S'ajoute parfois la peur d'être médicamenté, que les médecins ne soient pas à leur écoute ou que leur entourage les juge. «Plusieurs personnes associent les problèmes de santé mentale à la folie», mentionne la doctorante.

Causes et conséquences

Plusieurs événements peuvent conduire les personnes âgées vers des problèmes de dépression.

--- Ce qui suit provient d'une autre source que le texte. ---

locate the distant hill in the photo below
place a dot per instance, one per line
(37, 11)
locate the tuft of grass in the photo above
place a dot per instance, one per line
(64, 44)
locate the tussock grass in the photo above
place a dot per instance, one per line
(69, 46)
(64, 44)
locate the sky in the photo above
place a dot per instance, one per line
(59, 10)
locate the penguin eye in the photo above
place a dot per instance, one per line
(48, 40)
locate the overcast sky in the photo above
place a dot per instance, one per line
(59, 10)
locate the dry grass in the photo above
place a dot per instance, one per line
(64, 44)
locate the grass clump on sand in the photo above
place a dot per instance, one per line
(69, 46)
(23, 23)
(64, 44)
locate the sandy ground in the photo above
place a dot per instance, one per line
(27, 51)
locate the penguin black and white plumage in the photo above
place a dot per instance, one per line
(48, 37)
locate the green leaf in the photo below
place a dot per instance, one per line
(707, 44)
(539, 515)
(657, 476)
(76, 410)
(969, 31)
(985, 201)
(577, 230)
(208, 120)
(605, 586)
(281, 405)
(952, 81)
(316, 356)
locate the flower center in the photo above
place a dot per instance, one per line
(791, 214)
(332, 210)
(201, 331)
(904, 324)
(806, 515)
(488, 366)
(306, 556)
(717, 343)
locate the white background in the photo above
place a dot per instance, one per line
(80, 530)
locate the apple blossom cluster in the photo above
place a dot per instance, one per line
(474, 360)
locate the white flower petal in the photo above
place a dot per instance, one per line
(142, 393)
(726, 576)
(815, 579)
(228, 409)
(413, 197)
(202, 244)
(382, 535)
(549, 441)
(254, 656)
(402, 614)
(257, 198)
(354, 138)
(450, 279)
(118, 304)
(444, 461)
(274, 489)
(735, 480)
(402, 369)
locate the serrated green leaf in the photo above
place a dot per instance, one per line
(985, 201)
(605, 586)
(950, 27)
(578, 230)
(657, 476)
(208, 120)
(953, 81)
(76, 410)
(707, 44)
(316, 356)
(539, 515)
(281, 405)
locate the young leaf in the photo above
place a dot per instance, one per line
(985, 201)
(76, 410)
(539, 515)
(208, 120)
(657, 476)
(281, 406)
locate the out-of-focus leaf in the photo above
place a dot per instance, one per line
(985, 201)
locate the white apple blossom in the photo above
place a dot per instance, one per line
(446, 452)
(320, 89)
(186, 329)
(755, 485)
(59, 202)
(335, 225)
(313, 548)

Un deuil non résolu, des incapacités physiques ou d'autres problèmes de santé ainsi que les transitions de vie comme la retraite font partie des causes. Le risque de dépression est également plus grand chez les femmes, les personnes avec un faible statut socioéconomique et celles avec un faible support social, entre autres.

Cependant, les problèmes dépressifs non traités peuvent avoir des conséquences sociales et individuelles importantes. «Il peut en résulter une aggravation de la condition de santé des personnes, puisque la dépression s'accompagne souvent de mauvaises habitudes de vie comme le tabagisme, une mauvaise alimentation et le manque d'activité physique, explique Karine Demers. La souffrance qui accompagne la dépression peut également réduire la qualité de vie pour la personne elle-même, mais également pour son entourage.»

Ces situations peuvent aussi se répercuter sur le système de santé, par une institutionnalisation précoce, des consultations médicales à répétition et éventuellement des coûts importants pour l'État. On note aussi un risque accru de mortalité, notamment en ce qui a trait aux suicides liés à une dépression majeure – surtout chez les hommes de 60 ans et plus.

Changer les croyances

Dans le cadre de son projet, Karine Demers cherche donc à mieux comprendre les croyances et les attitudes des personnes âgées qui ont une incidence sur la décision de consulter ou non un médecin pour des problèmes de dépression. «Ainsi, cette recherche fournira des données sur la santé mentale des personnes âgées aux organismes oeuvrant dans le secteur de la santé publique, dit-elle. Cela viendra combler une carence importante, puisqu'il existe peu d'information sur la santé mentale des aînés au Québec.» En effet, les études sur le sujet sont majoritairement américaines et européennes. La doctorante souhaite ainsi qu'on puisse changer certaines croyances, par exemple, par des campagnes de sensibilisation, ce qui pourrait induire un changement de comportement des personnes âgées et les inciter davantage à consulter leur médecin pour des symptômes dépressifs.

La collecte de données est sur le point d'être complétée et la rédaction de la thèse est prévue pour l'an prochain. L'étude s'annonce des plus pertinentes dans le contexte du vieillissement de la population et du défi qu'il pose à notre système de santé.